The search for the right algorithm
Once I had the embeddings, I needed a way to search them efficiently. I explored Hierarchical Navigable Small World (HNSW) and Locality-Sensitive Hashing (LSH). Both are designed to scale efficiently with large datasets and offer sub-linear time complexity. However, while the latency of these methods was more than acceptable, the recall was where things fell short. The probabilistic nature of LSH and the hierarchical layering in HNSW led to inconsistencies in retrieving the most relevant results.
Since the chat-bot needed to consistently provide meaningful responses, high recall was a non-negotiable requirement. So, I pivoted to a simpler but highly optimized brute-force approach, which gave me full control over the search accuracy.
It might sound counterintuitive, but with careful optimizations, brute-force wasn’t the naive choice. Using one of my other libraries, kelindar/gocc, I generated highly optimized Go assembly from C code and incorporated SIMD operations. The result?
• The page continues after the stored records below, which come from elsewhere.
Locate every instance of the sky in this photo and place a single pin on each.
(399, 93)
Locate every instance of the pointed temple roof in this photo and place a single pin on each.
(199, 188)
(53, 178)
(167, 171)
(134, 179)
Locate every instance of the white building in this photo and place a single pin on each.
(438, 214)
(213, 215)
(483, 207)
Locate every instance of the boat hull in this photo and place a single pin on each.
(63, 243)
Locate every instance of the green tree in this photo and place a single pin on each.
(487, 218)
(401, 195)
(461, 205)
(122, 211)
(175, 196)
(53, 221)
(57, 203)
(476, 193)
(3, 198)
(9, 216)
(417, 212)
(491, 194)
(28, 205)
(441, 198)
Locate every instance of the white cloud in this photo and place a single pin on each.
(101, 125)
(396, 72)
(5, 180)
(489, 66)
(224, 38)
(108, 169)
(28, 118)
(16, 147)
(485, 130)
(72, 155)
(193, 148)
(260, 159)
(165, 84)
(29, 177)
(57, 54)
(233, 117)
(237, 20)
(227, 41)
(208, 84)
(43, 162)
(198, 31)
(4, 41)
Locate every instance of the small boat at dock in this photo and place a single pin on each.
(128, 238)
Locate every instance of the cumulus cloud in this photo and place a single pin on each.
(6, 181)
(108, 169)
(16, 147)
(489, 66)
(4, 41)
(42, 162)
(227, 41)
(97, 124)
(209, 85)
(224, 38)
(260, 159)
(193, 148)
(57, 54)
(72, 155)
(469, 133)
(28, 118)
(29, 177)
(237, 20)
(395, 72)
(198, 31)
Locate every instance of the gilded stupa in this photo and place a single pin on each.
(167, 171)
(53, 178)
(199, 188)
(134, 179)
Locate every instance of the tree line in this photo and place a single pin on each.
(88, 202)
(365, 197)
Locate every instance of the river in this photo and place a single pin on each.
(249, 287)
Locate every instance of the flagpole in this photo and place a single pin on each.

Comparisons were performed in just ~30 nanoseconds per pair of embeddings, scaling linearly with dataset size.
Speeding up similarity
One bottleneck that emerged (in my head) was calculating cosine distance. While 30 nanoseconds seems good enough, there was more CPU cycles left on the table. To further optimize, I pre-normalized the vectors, turning cosine distance calculations into simple dot products. This reduced computation time by roughly 3x, significantly boosting overall responsiveness. As per my last benchmark a SIMD optimized dot product took around 8 nanoseconds
on my machine, using AVX-2 instruction set.
Final thoughts
The journey of building this library taught me that sometimes simpler solutions, when well-optimized, can outperform more complex algorithms. Returning to a brute-force approach with targeted optimizations met the specific needs of my chat-bot while ensuring high recall and low latency. While this library isn’t designed for massive datasets or advanced query operations, it excels at providing accurate and fast semantic search within its intended scope.
Next steps? I still think there’s room for improvement in the basic brute force search by quantizing the embeddings and perhaps using a more sophisticated indexing structure. But for now, I’m happy with the results.